Avec le réseau, l’individu lui-même devient un réseau qui divise sa
présence et sa personnalité en de multiples interactions et écrans
simultanés. Cette multiprésence fait que, parfois, à force d’être
partout, on n’est nulle part. Il évoluera aussi certainement en un
réseau d’identités et de socialisations fluctuantes en fonction du
moment, du contexte et de l’intention.
Enfin, l’épigénétique montre que l’environnement influe sur
l’expression des gênes, et ce sur des périodes très courtes.
Utilisateurs depuis vingt ans du réseau, nous avons peut-être déjà été
modifiés. Nous n’écoutons plus que rarement des sons originaux continus
mais plutôt des échantillonnages informatiques : une succession de
mesures reconstituant le son. Comment notre audition s’adapte-t-elle ?
Nous passons plus d’un tiers de notre temps devant des écrans
luminescents unidimensionnels. Comment notre vision s’adapte-t-elle ?
Nos facultés intellectuelles évoluent-elles, soumises au surflot continu
des données ? Que devient notre concentration, notre attention, notre
mémoire ? Apprend-on pareillement avec un livre et un ordinateur ? Que
change à notre physiologie l’immersion constante dans le champ
magnétique des appareils connectés ?
L’être humain est social. Depuis la nuit des temps, sa survie dépend
des autres, du groupe.

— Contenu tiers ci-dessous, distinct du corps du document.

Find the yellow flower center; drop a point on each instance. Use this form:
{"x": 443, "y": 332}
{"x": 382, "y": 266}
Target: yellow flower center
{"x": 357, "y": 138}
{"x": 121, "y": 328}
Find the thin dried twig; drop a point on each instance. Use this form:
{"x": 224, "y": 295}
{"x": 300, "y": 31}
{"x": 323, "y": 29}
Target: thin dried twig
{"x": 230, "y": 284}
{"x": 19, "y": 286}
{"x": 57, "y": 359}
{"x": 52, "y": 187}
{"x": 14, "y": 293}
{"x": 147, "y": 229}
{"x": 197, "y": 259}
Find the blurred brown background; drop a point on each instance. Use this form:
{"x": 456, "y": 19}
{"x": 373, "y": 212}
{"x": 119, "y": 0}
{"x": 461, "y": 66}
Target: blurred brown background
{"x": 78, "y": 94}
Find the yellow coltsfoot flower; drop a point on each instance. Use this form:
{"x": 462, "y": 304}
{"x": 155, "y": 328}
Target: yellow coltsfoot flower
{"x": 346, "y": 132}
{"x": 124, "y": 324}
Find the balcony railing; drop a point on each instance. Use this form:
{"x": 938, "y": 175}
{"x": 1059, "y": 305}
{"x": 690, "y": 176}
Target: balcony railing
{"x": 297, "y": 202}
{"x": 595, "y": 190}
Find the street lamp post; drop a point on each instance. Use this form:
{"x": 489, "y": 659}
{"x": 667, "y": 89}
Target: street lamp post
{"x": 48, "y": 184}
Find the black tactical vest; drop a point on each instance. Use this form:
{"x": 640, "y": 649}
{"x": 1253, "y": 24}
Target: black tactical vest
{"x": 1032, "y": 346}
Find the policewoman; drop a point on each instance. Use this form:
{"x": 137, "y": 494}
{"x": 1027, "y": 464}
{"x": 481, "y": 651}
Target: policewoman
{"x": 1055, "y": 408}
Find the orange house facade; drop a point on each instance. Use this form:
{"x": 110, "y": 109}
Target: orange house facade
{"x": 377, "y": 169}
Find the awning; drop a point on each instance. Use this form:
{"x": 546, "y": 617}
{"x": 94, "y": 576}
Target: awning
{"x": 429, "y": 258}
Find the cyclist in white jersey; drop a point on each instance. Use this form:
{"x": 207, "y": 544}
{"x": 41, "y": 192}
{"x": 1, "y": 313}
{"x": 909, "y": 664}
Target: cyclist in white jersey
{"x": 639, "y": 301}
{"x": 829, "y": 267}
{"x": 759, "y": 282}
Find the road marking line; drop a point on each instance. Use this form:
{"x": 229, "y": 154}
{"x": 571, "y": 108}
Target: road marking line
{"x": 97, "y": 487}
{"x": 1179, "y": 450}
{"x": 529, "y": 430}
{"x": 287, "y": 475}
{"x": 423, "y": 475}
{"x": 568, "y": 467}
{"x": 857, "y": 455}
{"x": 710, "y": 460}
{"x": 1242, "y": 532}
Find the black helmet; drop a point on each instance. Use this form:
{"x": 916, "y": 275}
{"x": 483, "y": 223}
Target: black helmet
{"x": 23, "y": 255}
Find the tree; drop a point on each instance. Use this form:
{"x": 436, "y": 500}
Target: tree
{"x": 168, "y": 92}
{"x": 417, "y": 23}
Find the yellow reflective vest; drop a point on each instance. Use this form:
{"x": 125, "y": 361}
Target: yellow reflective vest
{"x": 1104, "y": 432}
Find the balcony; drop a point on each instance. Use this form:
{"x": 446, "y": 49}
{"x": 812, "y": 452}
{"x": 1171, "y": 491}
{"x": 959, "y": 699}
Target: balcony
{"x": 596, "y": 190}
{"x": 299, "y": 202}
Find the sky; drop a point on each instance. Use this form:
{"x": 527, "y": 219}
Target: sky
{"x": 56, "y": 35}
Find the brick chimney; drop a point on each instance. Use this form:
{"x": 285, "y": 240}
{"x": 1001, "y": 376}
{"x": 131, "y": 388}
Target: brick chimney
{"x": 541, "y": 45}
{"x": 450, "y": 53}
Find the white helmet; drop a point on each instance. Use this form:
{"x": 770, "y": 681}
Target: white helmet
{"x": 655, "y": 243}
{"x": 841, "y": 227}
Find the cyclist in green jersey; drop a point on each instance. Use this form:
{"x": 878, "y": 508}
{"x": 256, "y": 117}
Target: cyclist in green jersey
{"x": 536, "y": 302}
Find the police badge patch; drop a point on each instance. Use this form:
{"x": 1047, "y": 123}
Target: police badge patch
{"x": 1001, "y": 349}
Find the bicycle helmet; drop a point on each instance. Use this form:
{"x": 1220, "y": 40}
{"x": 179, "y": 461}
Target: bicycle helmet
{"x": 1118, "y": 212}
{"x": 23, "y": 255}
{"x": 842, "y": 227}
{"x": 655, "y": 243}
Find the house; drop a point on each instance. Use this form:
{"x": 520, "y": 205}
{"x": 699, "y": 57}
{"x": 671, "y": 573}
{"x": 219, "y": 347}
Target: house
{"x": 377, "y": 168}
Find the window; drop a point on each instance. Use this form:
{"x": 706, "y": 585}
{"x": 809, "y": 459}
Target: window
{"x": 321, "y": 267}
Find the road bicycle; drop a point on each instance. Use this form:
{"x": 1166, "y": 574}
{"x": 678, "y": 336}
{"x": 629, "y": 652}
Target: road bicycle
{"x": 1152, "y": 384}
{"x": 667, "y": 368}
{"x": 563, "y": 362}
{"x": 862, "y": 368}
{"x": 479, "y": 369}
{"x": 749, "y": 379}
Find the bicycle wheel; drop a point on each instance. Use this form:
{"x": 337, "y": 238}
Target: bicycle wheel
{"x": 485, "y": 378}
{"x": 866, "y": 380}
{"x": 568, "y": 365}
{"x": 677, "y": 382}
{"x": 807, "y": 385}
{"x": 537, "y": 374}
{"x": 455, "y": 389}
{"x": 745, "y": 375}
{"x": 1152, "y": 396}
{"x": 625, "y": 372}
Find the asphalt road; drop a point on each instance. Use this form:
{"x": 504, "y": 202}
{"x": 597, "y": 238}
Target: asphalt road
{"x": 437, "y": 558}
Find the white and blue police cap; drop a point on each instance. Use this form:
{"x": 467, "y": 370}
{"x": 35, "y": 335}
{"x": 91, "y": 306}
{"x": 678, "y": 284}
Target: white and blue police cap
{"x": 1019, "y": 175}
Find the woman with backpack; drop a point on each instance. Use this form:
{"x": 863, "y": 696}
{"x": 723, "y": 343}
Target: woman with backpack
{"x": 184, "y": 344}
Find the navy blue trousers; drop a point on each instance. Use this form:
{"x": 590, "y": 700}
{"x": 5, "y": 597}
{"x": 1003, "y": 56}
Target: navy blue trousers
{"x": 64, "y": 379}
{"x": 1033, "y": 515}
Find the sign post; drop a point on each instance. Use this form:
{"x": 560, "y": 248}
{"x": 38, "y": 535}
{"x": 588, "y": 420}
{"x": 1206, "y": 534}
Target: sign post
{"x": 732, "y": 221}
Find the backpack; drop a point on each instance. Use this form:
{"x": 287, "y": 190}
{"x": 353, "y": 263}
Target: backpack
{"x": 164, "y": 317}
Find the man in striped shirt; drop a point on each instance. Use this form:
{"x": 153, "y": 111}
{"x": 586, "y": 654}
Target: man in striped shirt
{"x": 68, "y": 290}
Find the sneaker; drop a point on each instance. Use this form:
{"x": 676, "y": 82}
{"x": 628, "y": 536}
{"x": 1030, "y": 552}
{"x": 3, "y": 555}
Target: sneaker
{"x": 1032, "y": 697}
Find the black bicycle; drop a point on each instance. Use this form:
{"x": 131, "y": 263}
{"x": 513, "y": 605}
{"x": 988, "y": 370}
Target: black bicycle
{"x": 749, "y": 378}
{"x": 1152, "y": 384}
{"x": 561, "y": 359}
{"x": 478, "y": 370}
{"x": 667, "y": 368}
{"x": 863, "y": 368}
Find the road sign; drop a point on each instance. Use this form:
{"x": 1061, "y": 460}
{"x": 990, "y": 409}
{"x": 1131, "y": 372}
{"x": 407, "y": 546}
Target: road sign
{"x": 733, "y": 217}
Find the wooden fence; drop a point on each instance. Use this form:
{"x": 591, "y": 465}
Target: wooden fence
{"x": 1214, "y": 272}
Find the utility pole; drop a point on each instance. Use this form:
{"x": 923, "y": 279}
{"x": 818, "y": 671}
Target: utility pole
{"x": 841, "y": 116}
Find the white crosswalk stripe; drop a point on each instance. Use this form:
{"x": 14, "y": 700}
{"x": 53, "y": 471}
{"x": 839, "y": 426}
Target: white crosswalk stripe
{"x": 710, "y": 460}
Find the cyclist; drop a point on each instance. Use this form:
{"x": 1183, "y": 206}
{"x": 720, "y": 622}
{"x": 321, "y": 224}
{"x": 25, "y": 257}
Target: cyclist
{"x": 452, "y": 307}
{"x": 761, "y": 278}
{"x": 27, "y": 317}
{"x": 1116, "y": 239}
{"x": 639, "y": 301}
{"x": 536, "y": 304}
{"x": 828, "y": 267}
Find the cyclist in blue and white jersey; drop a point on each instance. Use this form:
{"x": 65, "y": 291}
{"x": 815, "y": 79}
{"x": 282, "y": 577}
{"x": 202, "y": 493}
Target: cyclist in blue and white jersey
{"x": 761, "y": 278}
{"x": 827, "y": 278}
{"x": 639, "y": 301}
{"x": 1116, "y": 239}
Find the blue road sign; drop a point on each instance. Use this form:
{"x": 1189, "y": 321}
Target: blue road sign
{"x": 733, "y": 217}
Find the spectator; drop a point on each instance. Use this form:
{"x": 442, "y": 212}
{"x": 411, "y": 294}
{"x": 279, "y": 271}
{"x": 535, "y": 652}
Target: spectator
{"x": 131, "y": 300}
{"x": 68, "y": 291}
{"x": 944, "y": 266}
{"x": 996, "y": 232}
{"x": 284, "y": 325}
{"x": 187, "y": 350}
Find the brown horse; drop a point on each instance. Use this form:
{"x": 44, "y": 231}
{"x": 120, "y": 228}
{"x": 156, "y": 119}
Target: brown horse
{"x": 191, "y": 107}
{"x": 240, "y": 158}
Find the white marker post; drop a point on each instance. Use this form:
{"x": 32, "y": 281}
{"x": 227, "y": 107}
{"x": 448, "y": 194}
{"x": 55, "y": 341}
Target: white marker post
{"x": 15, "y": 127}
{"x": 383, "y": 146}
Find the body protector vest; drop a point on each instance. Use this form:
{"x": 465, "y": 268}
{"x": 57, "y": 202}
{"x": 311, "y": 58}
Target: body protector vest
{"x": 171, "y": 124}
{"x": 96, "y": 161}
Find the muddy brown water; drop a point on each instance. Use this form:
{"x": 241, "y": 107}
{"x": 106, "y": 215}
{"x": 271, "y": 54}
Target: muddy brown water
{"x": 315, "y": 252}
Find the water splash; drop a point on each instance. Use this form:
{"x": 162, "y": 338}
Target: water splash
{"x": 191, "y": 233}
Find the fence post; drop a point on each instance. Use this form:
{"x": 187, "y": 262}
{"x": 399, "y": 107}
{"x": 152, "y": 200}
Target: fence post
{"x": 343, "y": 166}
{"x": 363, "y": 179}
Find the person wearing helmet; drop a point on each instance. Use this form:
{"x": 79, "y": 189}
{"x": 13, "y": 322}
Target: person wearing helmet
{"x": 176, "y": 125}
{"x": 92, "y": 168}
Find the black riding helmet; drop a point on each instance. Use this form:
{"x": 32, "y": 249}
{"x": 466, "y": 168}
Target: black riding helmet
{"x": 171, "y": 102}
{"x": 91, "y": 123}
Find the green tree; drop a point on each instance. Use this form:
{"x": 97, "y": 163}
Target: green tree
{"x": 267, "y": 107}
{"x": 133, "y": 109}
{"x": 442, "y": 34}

La compréhension du spectre infini des relations
interpersonnelles et de leur complexité est une nécessité biologique.
Qu’advient-il de nos apprentissages et de nos instincts lorsque ces
échanges ne sont plus en face à face mais procèdent d’interactions
restreintes entre identités symboliques par écrans interposés ?
Pierre Bellanger, La souveraineté numérique. Stock janvier 2014.